Your database is not elastic!
This post stems from a recent experience with a web application that was not scaling as expected. The application was designed to be able to scale horizontally, but the database was not. This is a common problem in web development, and one that is often overlooked until it is too late. The problem is that databases, especially relational databases, are not as elastic as the rest of the application stack. You can spin a new web server up in seconds, add some queue workers even faster, but the database is a different beast. Because of the strict principles it has to adhere to in order to ensure data integrity and consistency through a convenient API, scaling it horizontally (adding more servers to share the load) is quite complex - read-only replicas are possible, but not particularly cheap or easy to set up (cloud vendors will make that easier of course). Sharding is another option, but it is not trivial to implement and maintain (and can be quite costly too). And then there is the problem of transactions that span multiple shards, which is a whole other can of worms. You can scale it up (vertically) but that is not a sustainable solution. Eventually you will hit the limits of the biggest server you can afford, and then what?

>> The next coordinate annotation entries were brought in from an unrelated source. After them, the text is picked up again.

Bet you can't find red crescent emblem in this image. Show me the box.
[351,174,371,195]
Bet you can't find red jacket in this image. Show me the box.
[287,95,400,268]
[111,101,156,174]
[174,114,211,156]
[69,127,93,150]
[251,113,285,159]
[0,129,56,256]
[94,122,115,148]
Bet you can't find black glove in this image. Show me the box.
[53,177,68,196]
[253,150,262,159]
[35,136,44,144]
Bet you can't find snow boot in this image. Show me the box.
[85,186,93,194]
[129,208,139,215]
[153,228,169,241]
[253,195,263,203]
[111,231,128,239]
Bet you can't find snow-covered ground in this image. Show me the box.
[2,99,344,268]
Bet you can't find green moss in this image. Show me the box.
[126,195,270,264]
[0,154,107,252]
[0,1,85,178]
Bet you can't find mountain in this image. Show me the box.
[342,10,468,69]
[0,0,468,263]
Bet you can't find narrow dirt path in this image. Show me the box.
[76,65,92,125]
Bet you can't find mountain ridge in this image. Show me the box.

It can be counter intuitive. In the earlier days of distributed application development (Windows-based CRM applications were my bread and butter in the 2000's), before the cloud, the database was often the only thing that could scale, and the application was limited by the performance of the client machines, which were essentially not upgradeable (or at least not easily). Now it is the other way around.
(TODO insert diagram)
This reality hit home for me last week: a deployment which had been carefully planned and tested for weeks quickly went south when it became obvious that too much of a burden was shifted to the database. The web workers happily scaled out to try and answer the requests faster, which actually compounded the problem since it added to the load on the one thing that would not, could not scale: the database.
Eventually we were able to resolve this with not too much broken bones by scaling up the database, until the application could be corrected. The cloud managed database service made that easier but it was still not a seamless process (and is also rather costly since it can't automatically scale back down either). And the feature had to be re-architected to be less database intensive - thankfully the change was rather isolated so we could turn that around quickly.